TOP – Triple Option Plan. An insurance plan which offers the enrolled a choice of a more traditional plan, an HMO, or a PPO. This is also commonly referred to as a cafeteria plan.

TOS – Type of Service. Description of the category of service performed.

TRICARE – This is federal health insurance for active duty military, National Guard and Reserve, retirees, their families, and survivors. Formerly know as CHAMPUS.

UB04 – Claim form for hospitals, clinics, or any provider billing for facility fees similar to CMS 1500. Replaces the UB92 form.

Unbundling – Submitting several CPT treatment codes when only one code is necessary.

Untimely Submission – Medical claim submitted after the time frame allowed by the insurance payer. Claims submitted after this date are denied.

Upcoding – An illegal practice of assigning an ICD-9 diagnosis code that does not agree with the patient records for the purpose of increasing the reimbursement from the insurance payor.

UPIN – Unique Physician Identification Number. 6 digit physician identification number created by CMS. Discontinued in 2007 and replaced by NPI number.

Usual Customary & Reasonable(UCR) – The allowable coverage limits (fee schedule) determined by the patients insurance company to limit the maximum amount they will pay for a given service or item as defined in the contract with the patient.

Utilization Limit – The limits that Medicare sets on how many times certain services can be provided within a year.
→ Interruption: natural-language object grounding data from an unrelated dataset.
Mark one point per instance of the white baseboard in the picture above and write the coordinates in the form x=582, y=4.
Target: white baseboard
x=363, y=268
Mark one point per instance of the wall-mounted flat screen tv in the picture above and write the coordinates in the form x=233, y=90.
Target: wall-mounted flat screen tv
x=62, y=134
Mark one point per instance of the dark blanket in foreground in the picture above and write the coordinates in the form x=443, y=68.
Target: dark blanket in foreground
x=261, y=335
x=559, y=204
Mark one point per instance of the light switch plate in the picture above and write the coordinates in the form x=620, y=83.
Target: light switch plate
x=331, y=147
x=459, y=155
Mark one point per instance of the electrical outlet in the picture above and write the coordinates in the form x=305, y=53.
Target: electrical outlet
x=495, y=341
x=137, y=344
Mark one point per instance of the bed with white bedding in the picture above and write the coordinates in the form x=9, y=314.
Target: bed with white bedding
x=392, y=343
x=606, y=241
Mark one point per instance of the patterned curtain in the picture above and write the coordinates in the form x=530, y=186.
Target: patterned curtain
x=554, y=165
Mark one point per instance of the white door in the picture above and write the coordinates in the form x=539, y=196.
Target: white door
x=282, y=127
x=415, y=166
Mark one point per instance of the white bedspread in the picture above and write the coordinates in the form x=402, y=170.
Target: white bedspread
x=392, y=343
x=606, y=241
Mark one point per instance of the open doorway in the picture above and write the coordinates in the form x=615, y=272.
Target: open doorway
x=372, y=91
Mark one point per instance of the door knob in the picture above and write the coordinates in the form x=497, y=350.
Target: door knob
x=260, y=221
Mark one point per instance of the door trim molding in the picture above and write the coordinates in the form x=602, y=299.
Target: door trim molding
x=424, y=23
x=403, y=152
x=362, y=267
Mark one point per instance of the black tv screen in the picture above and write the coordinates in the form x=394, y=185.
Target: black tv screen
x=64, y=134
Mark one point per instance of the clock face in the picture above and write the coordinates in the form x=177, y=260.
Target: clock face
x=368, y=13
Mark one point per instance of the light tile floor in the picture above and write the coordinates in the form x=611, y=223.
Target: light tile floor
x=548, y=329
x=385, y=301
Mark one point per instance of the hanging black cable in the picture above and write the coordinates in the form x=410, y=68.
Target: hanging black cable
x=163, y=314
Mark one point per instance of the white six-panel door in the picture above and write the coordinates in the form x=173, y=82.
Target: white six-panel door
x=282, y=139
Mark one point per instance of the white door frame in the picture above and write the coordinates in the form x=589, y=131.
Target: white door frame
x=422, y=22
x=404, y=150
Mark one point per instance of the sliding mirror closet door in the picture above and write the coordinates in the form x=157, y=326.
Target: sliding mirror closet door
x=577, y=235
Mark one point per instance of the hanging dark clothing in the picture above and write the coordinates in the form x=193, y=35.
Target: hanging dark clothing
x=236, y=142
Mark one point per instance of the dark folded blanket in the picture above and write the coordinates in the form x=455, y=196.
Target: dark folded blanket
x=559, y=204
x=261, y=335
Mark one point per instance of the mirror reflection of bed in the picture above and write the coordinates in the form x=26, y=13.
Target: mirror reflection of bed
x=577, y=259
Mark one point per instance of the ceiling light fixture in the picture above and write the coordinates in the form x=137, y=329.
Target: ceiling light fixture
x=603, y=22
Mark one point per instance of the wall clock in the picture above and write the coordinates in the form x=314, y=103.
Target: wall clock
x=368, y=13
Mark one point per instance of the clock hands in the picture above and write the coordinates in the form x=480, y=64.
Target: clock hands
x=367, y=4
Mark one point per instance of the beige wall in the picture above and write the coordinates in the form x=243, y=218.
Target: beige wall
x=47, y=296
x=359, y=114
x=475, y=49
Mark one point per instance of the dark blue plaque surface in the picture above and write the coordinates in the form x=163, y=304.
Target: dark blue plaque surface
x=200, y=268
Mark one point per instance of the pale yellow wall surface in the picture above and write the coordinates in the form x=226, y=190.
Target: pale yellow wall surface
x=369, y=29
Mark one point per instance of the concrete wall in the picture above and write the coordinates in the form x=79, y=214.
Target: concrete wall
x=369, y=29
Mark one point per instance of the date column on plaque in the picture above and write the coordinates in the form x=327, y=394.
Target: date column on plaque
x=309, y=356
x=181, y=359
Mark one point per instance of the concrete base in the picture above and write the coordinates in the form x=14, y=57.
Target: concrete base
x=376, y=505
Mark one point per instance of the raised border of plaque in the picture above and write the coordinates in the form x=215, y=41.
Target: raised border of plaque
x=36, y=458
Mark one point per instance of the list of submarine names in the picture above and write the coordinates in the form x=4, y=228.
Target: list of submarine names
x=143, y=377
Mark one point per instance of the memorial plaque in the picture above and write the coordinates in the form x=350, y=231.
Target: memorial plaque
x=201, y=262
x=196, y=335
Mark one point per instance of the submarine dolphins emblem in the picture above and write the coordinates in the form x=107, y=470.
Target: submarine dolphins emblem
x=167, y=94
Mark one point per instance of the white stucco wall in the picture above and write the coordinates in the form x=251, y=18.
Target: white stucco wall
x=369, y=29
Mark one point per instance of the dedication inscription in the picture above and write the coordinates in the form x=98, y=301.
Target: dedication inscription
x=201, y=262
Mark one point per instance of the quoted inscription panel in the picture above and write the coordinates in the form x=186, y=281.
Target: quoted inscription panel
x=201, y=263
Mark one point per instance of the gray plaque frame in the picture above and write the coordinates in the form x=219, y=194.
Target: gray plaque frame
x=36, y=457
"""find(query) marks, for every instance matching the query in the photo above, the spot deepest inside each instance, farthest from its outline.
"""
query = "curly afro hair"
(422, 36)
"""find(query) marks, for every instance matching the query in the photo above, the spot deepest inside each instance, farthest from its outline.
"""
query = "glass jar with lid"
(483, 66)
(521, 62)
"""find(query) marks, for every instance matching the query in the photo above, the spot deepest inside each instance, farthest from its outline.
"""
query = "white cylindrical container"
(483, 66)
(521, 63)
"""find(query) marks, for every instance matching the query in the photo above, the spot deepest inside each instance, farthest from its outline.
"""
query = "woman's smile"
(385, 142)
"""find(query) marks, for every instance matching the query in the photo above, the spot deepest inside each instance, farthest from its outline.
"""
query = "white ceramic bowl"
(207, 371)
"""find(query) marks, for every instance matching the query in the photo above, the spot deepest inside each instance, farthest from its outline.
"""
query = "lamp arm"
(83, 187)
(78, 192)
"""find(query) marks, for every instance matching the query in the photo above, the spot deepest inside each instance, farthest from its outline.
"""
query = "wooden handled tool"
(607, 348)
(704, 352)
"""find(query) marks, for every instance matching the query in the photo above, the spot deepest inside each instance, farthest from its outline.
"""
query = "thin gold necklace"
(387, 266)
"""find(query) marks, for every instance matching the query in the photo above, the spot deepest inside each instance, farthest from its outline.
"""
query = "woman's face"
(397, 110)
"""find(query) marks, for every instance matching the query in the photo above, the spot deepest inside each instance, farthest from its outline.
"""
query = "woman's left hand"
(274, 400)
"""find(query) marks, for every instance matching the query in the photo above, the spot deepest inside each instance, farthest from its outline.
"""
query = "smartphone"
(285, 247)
The patients claim can be denied if the services exceed this limit.

Utilization Review (UR) – Review or audit conducted to reduce unnecessary inpatient or outpatient medical services or procedures.

V-Codes – ICD-9-CM coding classification to identify health care for reasons other than injury or illness.

Workers Comp – Insurance claim that results from a work related injury or illness.

Write-off – Typically reference to the difference between what the physician charges and what the insurance plan contractually allows and the patient is not responsible for. May also be referred to as “not covered” in some glossary of billing terms.